La diadema

Las cosas de Don Bosco  |  José J. Gómez Palacios

2 noviembre 2022

Soy una diadema. Di mis primeros destellos en el taller de monsieur Montparfais, un orfebre francés que supo aunar sencillez y elegancia: tres turquesas engarzadas sobre una cinta de plata. Mi vida de diadema transcurría oculta bajo un velo que cubría rizos y tirabuzones de mi dueña: Julieta Colbert, la marquesa de Barolo. Su austeridad no le permitía ostentación alguna.

Colocada sobre su cabeza, fui testigo de sus obras. Creyente profunda, acudía personalmente a las cárceles de mujeres para instruirlas y poner en pie su dignidad caída. Cuidaba con ternura de las “magdalenitas”; muchachas en riesgo de caer en la prostitución. Abrió escuelas y hospitales.

Conocí a Don Bosco durante la primera entrevista que mi dueña mantuvo con él. Desde mi altura pude sentir la fuerza y el carisma de aquel cura joven llamado Don Bosco. La marquesa le contrató para dirigir el Pequeño Hospital de Santa Filomena para niñas abandonadas.

Don Bosco acudió a su nuevo trabajo… rodeado de niños de la calle. En él habían encontrado al padre que la orfandad les arrebató y a la justicia conculcada por patronos y capataces despiadados.

Un día fui testigo del problema. La marquesa ordenó a Don Bosco que dejará a los muchachos. Le estaban agotando. Debía medir sus fuerzas. Dosificar la entrega. La respuesta de aquel cura, de escasa estatura física y admirable fortaleza, fue rotunda: por nada del mundo abandonaría a sus chicos. La marquesa le amenazó con despedirle. Ante la disyuntiva, él dejó el trabajo.

Meses después llegaron a oídos de la marquesa noticias sobre Don Bosco. Abandonado de todos, vagaba con sus chicos por el extrarradio de Turín. Decían que estaba loco porque jugaba y rezaba con los aprendices pobres por los prados. Buscaba una casa y un hogar para ellos.
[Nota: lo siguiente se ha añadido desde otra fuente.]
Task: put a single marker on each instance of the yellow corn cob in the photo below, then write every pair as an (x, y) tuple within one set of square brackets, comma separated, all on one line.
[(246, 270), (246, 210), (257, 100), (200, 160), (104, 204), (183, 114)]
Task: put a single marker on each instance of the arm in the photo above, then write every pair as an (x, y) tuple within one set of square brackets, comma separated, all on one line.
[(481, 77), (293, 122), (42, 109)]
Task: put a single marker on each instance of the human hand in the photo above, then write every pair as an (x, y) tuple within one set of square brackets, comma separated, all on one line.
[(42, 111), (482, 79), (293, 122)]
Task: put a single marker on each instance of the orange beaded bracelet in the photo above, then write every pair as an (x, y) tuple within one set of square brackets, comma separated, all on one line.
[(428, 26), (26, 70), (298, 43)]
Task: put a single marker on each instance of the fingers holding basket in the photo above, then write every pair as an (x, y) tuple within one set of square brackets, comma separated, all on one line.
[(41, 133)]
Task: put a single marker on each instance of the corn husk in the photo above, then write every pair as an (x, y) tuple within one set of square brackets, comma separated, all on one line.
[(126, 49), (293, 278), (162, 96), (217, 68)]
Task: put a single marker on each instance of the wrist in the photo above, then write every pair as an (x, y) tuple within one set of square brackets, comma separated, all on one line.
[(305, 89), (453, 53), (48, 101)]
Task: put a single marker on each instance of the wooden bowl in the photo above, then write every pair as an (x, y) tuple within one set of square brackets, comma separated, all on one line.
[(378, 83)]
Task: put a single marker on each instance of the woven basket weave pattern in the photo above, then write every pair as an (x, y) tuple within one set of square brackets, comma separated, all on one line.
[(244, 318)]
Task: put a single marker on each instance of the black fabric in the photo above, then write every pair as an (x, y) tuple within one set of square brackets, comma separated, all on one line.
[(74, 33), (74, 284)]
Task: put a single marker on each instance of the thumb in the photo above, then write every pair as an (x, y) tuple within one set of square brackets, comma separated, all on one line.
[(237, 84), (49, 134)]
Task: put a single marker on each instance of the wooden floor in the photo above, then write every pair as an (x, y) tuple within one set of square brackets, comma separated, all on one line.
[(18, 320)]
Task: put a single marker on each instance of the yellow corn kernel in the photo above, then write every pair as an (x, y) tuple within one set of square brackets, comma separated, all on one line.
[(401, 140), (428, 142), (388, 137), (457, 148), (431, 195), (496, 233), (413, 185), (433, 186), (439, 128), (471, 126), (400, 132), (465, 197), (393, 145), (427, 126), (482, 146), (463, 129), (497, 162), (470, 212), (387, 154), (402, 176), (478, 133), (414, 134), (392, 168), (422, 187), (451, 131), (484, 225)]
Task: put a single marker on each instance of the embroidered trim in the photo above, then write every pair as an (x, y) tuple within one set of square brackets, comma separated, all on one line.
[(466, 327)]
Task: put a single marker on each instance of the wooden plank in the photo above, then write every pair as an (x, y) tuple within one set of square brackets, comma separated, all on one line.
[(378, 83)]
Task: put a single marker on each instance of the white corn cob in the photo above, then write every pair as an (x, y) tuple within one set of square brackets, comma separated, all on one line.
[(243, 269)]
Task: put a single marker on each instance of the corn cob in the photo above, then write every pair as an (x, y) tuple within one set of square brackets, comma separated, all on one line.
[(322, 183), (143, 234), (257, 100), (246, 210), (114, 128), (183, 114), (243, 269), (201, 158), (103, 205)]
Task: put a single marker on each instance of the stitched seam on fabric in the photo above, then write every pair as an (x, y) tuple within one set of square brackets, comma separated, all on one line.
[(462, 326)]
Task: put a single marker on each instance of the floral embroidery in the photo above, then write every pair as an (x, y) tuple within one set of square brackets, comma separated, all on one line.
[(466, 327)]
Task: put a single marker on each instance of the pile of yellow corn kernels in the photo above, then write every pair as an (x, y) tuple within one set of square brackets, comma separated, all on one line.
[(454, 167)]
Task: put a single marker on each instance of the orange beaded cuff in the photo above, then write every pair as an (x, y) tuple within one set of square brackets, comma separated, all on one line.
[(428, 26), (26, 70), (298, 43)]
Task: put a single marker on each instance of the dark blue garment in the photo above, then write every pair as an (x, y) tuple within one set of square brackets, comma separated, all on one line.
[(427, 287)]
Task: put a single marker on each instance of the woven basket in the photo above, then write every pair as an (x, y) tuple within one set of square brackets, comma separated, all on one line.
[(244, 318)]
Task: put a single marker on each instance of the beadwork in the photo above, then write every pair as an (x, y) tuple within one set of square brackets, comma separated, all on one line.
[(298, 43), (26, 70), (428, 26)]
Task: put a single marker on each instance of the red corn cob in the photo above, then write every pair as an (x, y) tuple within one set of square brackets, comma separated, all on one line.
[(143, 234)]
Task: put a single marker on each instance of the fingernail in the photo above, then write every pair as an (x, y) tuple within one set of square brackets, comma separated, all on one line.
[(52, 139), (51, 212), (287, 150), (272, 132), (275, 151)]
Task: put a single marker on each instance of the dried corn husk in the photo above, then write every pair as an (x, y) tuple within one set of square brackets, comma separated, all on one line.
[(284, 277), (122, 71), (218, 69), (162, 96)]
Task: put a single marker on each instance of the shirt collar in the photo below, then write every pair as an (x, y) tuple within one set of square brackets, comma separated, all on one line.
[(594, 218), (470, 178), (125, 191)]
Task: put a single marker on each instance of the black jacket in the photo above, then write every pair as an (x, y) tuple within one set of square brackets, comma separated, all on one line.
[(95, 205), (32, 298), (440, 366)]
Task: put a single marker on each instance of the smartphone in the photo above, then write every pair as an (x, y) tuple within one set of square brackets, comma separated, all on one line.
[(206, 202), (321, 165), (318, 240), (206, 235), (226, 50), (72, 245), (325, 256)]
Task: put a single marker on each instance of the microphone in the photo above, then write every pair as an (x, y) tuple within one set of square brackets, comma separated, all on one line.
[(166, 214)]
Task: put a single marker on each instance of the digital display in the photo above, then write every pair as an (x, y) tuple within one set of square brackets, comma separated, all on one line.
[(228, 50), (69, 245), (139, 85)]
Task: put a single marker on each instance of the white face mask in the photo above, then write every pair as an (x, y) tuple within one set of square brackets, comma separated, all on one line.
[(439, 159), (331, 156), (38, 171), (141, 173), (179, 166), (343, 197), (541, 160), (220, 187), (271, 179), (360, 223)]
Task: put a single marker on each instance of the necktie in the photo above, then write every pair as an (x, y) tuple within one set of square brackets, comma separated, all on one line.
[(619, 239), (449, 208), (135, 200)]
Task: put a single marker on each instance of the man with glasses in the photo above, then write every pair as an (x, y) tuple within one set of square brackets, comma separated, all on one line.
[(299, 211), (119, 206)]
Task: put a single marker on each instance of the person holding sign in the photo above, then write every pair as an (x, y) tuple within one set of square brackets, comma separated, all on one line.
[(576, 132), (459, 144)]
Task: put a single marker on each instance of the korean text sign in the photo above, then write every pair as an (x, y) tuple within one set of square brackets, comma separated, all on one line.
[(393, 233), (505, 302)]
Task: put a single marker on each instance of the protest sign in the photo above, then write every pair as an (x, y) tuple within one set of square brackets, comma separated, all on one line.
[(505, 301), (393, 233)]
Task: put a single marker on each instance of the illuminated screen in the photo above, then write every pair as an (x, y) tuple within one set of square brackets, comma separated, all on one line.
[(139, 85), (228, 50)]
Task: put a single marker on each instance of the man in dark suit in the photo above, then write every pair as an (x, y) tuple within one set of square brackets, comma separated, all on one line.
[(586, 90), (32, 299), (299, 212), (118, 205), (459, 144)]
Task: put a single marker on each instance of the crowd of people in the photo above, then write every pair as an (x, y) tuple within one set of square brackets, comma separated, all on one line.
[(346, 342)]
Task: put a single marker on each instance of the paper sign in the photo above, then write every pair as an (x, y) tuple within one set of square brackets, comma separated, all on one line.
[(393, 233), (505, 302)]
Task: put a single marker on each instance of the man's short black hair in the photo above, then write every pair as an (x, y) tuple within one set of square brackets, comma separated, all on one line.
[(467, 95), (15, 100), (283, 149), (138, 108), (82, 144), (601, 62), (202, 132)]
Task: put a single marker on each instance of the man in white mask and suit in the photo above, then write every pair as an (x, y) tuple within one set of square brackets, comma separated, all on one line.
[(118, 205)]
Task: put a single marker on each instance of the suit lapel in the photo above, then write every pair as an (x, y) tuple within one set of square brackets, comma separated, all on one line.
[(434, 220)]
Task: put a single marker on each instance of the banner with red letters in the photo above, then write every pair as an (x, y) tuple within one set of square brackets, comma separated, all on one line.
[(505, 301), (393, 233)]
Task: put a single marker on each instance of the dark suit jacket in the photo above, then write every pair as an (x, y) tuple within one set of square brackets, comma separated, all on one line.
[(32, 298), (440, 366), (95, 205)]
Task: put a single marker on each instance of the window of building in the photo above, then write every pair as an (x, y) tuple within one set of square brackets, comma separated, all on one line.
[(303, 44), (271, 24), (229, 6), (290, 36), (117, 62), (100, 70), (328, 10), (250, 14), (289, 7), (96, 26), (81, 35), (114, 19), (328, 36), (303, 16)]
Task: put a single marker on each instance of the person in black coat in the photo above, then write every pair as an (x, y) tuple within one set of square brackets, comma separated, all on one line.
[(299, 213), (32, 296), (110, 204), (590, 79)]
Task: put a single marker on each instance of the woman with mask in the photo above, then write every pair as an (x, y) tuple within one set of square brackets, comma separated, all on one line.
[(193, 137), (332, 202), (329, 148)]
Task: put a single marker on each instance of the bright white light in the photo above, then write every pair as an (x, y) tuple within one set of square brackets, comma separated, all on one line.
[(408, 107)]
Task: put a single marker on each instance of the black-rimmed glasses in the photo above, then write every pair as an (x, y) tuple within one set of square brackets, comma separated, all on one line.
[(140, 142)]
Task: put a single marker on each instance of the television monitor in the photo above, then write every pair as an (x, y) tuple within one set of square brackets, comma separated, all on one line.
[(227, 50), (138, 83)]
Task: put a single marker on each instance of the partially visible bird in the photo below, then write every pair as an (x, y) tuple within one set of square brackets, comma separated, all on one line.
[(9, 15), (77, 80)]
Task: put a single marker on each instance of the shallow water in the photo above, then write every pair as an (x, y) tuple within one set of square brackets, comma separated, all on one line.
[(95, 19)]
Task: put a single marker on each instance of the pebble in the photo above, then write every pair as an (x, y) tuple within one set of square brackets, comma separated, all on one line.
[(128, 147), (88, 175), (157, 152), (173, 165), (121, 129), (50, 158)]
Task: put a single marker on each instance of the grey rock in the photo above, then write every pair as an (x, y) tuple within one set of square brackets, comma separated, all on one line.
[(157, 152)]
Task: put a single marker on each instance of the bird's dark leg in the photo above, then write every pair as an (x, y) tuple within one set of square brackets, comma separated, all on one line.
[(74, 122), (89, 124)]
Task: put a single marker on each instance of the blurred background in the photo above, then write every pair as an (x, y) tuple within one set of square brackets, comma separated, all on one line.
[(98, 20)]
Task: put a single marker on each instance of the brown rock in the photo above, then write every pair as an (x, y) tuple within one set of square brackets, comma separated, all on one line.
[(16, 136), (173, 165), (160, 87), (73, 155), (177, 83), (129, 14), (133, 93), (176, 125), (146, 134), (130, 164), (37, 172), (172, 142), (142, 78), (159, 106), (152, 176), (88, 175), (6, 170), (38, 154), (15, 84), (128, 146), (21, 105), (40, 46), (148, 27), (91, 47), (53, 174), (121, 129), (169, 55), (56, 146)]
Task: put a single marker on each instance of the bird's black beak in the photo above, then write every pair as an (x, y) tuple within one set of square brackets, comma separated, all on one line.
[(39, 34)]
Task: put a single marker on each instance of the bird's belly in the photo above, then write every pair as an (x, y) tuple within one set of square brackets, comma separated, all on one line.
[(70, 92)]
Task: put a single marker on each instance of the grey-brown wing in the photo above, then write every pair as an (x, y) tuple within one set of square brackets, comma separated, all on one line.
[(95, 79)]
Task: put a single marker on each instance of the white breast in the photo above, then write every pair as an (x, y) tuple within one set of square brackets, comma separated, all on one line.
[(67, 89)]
De pronto sentí cómo la marquesa me retiraba de su cabeza. Me extrañó el gesto. Llamó a un criado. Me depositó en sus manos. Le susurró palabras al oído… Y ya nunca más volví a ver a mi dueña, la marquesa.

El dinero obtenido por mi venta fue a parar a los muchachos de Don Bosco. Fue un duro golpe para mi orgullo de diadema. ¿Por qué me vendía si disponía de dinero abundante para socorrer a Don Bosco? Se debilitó el brillo de mi plata.

Semanas después se me desveló el misterio. Fiel a sus principios, la marquesa había querido ayudar a Don Bosco con algo más que con dinero. Le entregó algo que formaba parte de su persona: su diadema. Me sentí halagada. Recuperé el brillo.

Si os sirve la palabra de esta diadema, contad a todos la verdad: Julieta Colbert, la marquesa de Barolo ayudó, con humilde discreción, a Don Bosco durante todos los días de su vida.

Nota: Año 1844. Don Bosco comienza a trabajar en el Pequeño Hospital de Santa Filomena, obra de la Marquesa de Barolo. Compagina esta tarea con el Oratorio. Dos años después, la marquesa le obliga a elegir entre su obra o los muchachos. Don Bosco elige seguir con el incipiente Oratorio. La marquesa le ayudará siempre (Memorias del Oratorio. Década Segunda, nº 22).